Federal investigators say the gang was broken up only when several shoplifters agreed to become informers, allowing the authorities to infiltrate the group and record its activities. Ghali was convicted and sentenced in 2005 to 14 years in federal prison. Six other members of the organization pleaded guilty.
But the retail executives who are building the databases complain that, in general, law enforcement agencies have been slow to recognize the shift to a professional class of thieves. "I hate to say it, but there have been times when law enforcement has had a profile of a shoplifter as a kid with a backpack," said Keith White, head of loss prevention at the Gap.
The federal authorities rely on retailers and local police departments to bring cases of suspected shoplifting to their attention, but such referrals are "very infrequent," said Eric Ives, acting chief for the major theft unit at the FBI, which oversees organized retail crime investigations.
One reason for the small number of cases is that shoplifting does not become a federal crime until at least $5,000 in stolen goods are shipped across state lines. In some places, a busy U.S. attorney's office is unwilling to commit resources to a shoplifting case unless that figure rises to $50,000, Ives said. But, he said, the average shoplifter is unlikely to steal that much merchandise on a single trip, allowing members of organized retail crime rings to slip through the system even when they are arrested.

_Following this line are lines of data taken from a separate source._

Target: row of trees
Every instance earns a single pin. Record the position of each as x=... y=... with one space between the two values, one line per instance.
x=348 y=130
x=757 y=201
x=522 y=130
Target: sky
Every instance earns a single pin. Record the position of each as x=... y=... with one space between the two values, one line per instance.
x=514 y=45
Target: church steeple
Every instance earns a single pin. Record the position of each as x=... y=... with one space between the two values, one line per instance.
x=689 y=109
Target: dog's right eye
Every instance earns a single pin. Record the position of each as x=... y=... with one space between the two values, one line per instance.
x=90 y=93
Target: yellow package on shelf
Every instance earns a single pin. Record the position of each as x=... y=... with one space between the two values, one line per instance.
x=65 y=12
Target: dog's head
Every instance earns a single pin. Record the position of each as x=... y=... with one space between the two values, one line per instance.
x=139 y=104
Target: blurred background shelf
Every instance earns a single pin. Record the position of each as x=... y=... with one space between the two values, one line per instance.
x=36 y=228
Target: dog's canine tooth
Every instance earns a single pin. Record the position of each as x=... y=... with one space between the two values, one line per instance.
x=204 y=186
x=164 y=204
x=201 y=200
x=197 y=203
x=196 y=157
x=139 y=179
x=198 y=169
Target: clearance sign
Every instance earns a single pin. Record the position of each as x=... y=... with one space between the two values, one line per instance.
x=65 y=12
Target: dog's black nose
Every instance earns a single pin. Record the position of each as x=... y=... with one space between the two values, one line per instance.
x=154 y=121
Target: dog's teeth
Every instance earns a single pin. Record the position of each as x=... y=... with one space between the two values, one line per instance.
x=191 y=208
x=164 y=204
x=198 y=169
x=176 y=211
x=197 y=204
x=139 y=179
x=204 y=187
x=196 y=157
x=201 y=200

For that reason, the FBI is hoping the databases work.
Retail executives also complain that state shoplifting laws, created largely to address petty theft, are inadequate when it comes to organized retail crime rings. The vast majority of shoplifting incidents are treated as misdemeanors, and the punishment is often no more than a written citation or a few nights in jail, according to a report prepared by the National Retail Federation.
"Because state laws are often soft and there is a lack of federal laws addressing the issue, retail theft has become a high-profit, low-risk avenue of crime," Frank Muscato, Wal-Mart's investigative coordinator, said in recent testimony before Congress. Ives of the FBI said he hoped the retailers, using a database, could "work up a case large enough for the FBI."